Table 4 shows that Oracle performance (where the model is given the exact correct evidence) is significantly higher (around 83%) than any retrieval method. This proves that a major bottleneck is simply finding the right table or paragraph. Interestingly, the old-school BM25 algorithm often performed competitively with expensive vector embeddings, highlighting that in finance, exact keyword matching (like finding a specific account name) is vital.

The Power of “Thinking”

Finally, the researchers validated the importance of Chain-of-Thought (CoT) prompting. This is the technique of asking the model to “think step-by-step” before giving a final answer.

Table 5: Comparison of LLM performance with and without CoT Prompting methods

Table 5 is definitive: removing the reasoning step (“w/o CoT”) causes accuracy to plummet. For example, Qwen2.5-7B drops from 69.0% to 51.1% in the Long-Context setting without CoT. This confirms that financial verification isn’t just about pattern matching; it requires logical, sequential deduction.

Error Analysis: Where do Models Fail?

Upon manually reviewing the errors made by GPT-4o, the researchers identified four main failure modes:

  1. Extraction Error: The model looks at the wrong table or paragraph.
  2. Numerical Reasoning Error: The model retrieves the correct numbers but sets up the math equation wrong (e.g., adding instead of subtracting).
  3. Calculation Error: The logic is right, but the arithmetic is wrong (a common issue with LLMs, though improving).
  4. Domain Knowledge Deficiency: The model fails to understand a financial accounting principle implicit in the text.

Conclusion and Implications

The FINDVER benchmark serves as a reality check for the deployment of AI in the financial sector. While models like GPT-4o and Claude-3.5 are impressive, they still lag significantly behind human experts when faced with the complexity of real-world financial filings.

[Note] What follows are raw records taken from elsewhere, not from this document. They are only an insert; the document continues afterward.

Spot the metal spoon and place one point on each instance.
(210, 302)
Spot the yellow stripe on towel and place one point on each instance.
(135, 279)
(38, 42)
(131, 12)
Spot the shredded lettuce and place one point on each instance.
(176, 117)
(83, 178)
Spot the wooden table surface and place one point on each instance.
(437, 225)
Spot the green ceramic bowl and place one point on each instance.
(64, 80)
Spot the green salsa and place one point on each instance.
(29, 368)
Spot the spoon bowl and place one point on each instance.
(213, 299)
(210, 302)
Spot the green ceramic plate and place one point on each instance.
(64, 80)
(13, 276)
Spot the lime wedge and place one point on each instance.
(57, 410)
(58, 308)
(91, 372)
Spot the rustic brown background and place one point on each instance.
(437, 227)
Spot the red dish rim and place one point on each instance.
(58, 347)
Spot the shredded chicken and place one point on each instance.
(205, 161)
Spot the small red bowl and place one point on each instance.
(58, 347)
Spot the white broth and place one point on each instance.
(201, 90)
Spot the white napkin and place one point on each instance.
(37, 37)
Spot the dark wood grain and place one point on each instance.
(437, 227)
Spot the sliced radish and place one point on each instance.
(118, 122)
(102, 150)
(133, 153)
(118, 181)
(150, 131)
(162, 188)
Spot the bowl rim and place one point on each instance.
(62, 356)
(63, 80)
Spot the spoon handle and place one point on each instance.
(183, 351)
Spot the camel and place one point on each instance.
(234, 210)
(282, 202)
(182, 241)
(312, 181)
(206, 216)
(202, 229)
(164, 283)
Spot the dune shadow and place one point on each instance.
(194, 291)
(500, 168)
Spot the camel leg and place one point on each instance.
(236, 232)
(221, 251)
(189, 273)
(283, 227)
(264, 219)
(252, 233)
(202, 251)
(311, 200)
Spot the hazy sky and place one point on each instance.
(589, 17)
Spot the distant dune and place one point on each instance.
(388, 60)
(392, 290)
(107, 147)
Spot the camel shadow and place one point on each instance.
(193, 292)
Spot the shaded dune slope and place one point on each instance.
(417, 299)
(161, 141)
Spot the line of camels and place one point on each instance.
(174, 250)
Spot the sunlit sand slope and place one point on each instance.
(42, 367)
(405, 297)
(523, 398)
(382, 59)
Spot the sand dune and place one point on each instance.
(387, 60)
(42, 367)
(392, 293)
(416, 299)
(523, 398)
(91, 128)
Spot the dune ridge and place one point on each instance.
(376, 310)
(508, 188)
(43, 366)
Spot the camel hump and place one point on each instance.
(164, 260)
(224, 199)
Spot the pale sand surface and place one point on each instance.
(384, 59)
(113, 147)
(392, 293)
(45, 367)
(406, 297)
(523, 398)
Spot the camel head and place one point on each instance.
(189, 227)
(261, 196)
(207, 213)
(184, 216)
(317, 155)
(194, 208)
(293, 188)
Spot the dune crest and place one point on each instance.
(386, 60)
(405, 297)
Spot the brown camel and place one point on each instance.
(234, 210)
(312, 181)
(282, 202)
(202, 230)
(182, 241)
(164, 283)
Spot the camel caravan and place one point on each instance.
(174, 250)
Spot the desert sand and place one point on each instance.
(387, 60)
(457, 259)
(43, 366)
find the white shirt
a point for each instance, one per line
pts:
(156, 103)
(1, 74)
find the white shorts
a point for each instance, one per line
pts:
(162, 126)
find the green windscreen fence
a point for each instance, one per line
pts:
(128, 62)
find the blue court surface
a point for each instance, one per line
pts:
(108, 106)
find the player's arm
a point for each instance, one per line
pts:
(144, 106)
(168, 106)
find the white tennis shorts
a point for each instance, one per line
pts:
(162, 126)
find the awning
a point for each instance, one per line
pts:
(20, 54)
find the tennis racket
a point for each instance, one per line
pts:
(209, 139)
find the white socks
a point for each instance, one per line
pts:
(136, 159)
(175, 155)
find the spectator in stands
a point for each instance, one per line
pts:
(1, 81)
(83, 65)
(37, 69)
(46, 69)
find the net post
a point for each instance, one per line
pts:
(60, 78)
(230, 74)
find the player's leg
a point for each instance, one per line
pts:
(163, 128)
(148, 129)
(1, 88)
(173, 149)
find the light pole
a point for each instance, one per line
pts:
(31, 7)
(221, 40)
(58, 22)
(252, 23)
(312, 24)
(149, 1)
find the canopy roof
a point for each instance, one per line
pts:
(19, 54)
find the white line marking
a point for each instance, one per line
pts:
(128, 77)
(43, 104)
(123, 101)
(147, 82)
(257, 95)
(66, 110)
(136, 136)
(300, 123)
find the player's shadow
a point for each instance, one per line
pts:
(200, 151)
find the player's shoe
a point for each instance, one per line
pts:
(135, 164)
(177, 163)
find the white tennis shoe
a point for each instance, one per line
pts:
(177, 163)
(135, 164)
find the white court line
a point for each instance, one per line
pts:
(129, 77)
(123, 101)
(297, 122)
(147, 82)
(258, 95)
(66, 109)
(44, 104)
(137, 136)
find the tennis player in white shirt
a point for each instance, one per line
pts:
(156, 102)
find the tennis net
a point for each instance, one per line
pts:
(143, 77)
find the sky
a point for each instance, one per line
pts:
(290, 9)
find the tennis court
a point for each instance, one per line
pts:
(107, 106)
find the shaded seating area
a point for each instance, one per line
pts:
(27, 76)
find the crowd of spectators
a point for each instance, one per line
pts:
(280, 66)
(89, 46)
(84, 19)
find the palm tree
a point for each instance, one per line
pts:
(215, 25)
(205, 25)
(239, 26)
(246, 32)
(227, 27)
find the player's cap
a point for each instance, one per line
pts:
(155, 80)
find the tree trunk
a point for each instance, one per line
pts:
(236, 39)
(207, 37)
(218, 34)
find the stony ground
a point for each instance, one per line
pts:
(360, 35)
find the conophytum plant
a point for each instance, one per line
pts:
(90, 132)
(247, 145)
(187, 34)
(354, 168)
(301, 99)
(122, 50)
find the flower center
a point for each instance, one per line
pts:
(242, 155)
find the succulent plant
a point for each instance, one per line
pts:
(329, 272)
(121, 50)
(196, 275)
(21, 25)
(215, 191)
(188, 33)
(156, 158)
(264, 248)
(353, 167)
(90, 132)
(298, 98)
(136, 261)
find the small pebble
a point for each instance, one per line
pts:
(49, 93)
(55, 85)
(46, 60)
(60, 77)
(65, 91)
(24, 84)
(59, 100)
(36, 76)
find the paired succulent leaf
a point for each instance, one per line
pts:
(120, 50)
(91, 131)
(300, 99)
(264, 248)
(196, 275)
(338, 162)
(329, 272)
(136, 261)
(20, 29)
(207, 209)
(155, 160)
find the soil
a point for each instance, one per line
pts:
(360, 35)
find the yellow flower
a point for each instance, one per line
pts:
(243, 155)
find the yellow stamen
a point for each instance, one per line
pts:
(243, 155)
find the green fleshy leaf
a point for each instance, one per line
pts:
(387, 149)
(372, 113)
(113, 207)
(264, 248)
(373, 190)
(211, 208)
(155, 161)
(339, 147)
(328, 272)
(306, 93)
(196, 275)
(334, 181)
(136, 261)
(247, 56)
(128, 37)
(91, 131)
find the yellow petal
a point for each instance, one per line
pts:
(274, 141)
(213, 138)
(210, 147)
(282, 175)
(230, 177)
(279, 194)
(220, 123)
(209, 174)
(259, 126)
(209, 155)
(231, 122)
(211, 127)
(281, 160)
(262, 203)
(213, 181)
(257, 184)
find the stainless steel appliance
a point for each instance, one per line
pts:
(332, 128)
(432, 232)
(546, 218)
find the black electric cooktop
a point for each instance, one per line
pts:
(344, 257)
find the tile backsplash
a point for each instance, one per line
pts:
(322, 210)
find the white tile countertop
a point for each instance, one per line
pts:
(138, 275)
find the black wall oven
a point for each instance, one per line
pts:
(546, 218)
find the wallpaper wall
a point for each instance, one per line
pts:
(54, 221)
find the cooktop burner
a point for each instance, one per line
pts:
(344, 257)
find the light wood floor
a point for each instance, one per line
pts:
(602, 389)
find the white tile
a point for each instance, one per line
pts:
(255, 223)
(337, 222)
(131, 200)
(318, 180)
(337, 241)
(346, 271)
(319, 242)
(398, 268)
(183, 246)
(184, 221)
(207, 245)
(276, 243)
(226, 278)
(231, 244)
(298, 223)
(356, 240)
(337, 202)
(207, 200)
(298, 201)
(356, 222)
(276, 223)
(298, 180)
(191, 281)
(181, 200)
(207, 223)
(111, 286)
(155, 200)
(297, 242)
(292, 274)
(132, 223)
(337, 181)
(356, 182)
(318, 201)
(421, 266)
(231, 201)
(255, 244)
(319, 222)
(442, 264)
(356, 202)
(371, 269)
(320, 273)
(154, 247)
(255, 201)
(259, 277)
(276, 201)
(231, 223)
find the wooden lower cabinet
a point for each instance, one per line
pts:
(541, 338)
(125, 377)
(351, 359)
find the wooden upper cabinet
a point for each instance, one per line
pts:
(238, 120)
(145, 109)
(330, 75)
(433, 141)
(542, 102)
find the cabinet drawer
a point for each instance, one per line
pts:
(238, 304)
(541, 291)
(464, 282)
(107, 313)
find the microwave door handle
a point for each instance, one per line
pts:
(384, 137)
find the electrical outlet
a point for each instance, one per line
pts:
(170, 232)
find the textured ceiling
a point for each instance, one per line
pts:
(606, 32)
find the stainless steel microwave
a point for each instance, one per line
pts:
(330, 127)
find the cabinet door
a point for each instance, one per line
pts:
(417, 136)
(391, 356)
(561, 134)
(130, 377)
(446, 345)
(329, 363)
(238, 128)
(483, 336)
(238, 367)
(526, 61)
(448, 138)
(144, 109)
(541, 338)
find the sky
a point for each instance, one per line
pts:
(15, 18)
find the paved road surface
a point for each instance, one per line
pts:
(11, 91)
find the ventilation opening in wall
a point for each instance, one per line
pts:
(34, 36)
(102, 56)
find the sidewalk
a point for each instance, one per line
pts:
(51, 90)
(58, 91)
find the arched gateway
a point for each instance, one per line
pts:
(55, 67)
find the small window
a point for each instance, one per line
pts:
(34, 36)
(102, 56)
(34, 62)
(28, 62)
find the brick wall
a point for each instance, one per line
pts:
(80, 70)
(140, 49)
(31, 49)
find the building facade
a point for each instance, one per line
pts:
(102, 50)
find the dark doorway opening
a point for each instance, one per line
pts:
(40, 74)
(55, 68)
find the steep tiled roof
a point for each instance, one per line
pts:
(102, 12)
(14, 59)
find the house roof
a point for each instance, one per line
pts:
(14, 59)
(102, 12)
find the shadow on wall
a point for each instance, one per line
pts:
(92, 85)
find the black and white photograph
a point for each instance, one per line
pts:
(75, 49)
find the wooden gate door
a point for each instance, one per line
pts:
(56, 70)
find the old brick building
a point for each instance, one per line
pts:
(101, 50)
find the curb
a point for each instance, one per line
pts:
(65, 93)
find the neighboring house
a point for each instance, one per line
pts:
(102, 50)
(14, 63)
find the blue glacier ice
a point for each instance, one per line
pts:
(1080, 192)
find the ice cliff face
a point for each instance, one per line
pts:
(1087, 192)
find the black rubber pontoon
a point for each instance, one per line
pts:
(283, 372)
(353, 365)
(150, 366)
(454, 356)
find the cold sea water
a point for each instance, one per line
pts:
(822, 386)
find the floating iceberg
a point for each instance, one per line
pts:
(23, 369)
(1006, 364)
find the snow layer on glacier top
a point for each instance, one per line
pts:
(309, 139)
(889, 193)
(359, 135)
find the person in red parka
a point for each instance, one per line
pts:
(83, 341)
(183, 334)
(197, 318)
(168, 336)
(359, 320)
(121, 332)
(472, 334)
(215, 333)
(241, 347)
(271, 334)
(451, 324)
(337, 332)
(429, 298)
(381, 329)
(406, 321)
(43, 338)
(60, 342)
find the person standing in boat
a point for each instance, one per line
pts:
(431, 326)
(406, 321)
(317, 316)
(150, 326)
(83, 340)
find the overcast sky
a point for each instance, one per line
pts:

The study highlights that future progress relies on three things:

  1. Better Retrieval: We need smarter systems that can pinpoint relevant tables in 100-page documents.
  2. Enhanced Reasoning: Models need to get better at multi-step numerical logic.
  3. Hybrid Literacy: The ability to seamlessly synthesize information from dense text and complex tables is non-negotiable.

For students and researchers entering the field, FINDVER offers a robust testing ground. It moves us away from verifying simple facts like “The sky is blue” toward verifying complex, high-stakes claims like “The company’s liquidity position improved due to operating cash flow offsets.” As models improve on FINDVER, we step closer to AI systems that can truly serve as reliable financial analysts.